Dire Straits

On every street

  • localisation dans la discothèque : D
  • prise de son : excellente
  • livret : paroles, infos musiciens

Le commentaire de “la possibilité du son”

« Dans la dèche » : c’est la traduction de Dire Straits, ce groupe britannique des années 80 que tout le monde reconnait au hasard d’une chanson à la radio présente dans son inconscient collectif. Si en 1977, les membres fondateurs du groupe qui voulaient vivre de leur musique ont probablement connu un certain dénuement, Dire Straits, au jour d’aujourd’hui, a vendu 120 millions d’album et rempli des stades comme aucun autre groupe à l’échelle du globe.

On every street, leur ultime album, sort en 1991 après 5 ans de silence. Epuisés, les musiciens se remettent difficilement de leur tournée de 248 concerts à travers le monde entre avril 1985 et avril 1986 et font une pause. Mais en 1990, certains membres de la formation se décident et retournent en studio pour ce nouvel enregistrement. On retrouve alors la recette qui a fait leur succès, une alternance de phrase chantée et de solos de guitare magistralement effectuée par l’unique compositeur, le guitariste et chanteur Mark Knopfler. Pierre angulaire de Dire Straits, ce musicien n’a jamais dérogé à sa recette intemporelle héritée du blues ni à son jeu si singulier. En effet, Mark Knopfler joue sans médiator et le contact des doigts sur les cordes fait sonner « analogique » une partition virtuose et délicate. La qualité des albums vient de cette grande élégance du jeu, de lignes mélodiques simples et efficaces qui nous entrainent, ainsi que d’un certain sens du collectif dans la mise en œuvre. L’atmosphère qui se dégage à l’écoute invite à prendre la route, les chansons énergiques provoquent l’inévitable « foot tapping » et les pièces plus calmes permettent d’apprécier des timbres sublimés voire de la beauté, celle d’une esthétique unique.

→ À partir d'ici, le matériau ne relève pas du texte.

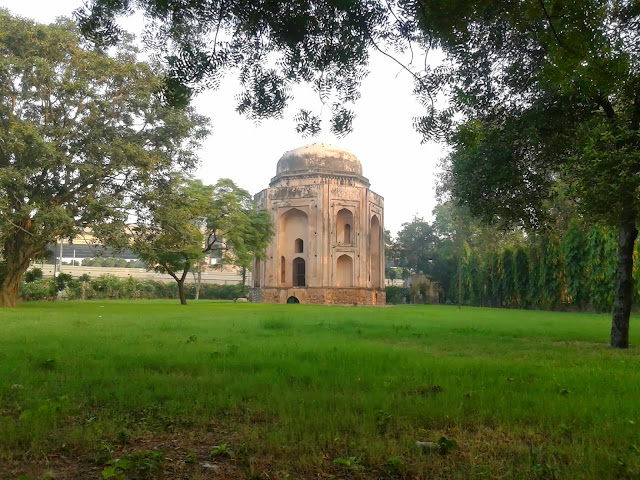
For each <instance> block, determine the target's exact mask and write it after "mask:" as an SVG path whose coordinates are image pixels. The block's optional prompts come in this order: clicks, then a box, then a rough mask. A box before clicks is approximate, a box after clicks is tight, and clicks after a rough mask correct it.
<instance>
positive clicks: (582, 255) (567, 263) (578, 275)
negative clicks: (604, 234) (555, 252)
mask: <svg viewBox="0 0 640 480" xmlns="http://www.w3.org/2000/svg"><path fill="white" fill-rule="evenodd" d="M561 248H562V256H563V259H564V271H565V275H566V281H567V300H569V301H570V302H571V303H573V304H574V305H575V306H576V307H578V308H582V307H584V306H585V305H586V304H587V302H588V301H589V296H588V285H587V284H586V279H587V268H588V265H589V263H588V254H589V248H588V243H587V236H586V235H585V232H584V228H583V225H581V224H580V222H578V221H577V220H573V221H572V222H571V223H570V224H569V227H568V228H567V231H566V232H565V234H564V236H563V237H562V242H561Z"/></svg>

On est en 1991, On every street marque la fin d’un modèle à l’image de la fin de l’album qui est peut-être un peu plus faible (les huit premières chansons sont extraordinaires). Né en pleine période punk et disco, l’alchimie Dires Straits a traversé les années 80 en s’affranchissant toujours des influences de leur temps pour tracer leur route. Et cette route, mythique, s’arrête en 1992.

One every street, c’est ma première K7 achetée dès sa sortie. Un album dans lequel les musiciens ne veulent pas tout casser, où ils permettent au nihilisme propre à l’adolescence de s’effacer pour percevoir la beauté, voir la possibilité d’un avenir. Dire Straits participe à mes premiers émois musicaux sur un support K7 bien crade, mais écoutée en boucle. Au gré de mes pérégrinations, la nostalgie m’a fait craquer sans conviction pour la version CD… et ce fut une révélation ! Une fois la galette de polycarbonate glissée dans le lecteur, les sensations vécues à l’époque réapparaissent, décuplées par une prise de son exceptionnelle, aérée et tridimensionnelle. La maturité de l’âge adulte raisonne avec la grande maîtrise des musiciens et la joie d’être triste est subjuguée, comme fondue dans un son d’une propreté rare (on pense aux enregistrements du Label ECM) sans jamais donner l’impression d’être aseptisée. Le son de cet album, c’est l’archétype de la délicatesse au service d’un jeu raffiné, un album ultime, Mark Knopfler ne voulant plus entendre parler de Dire Straits après la tournée qui suivi la sortie du disque.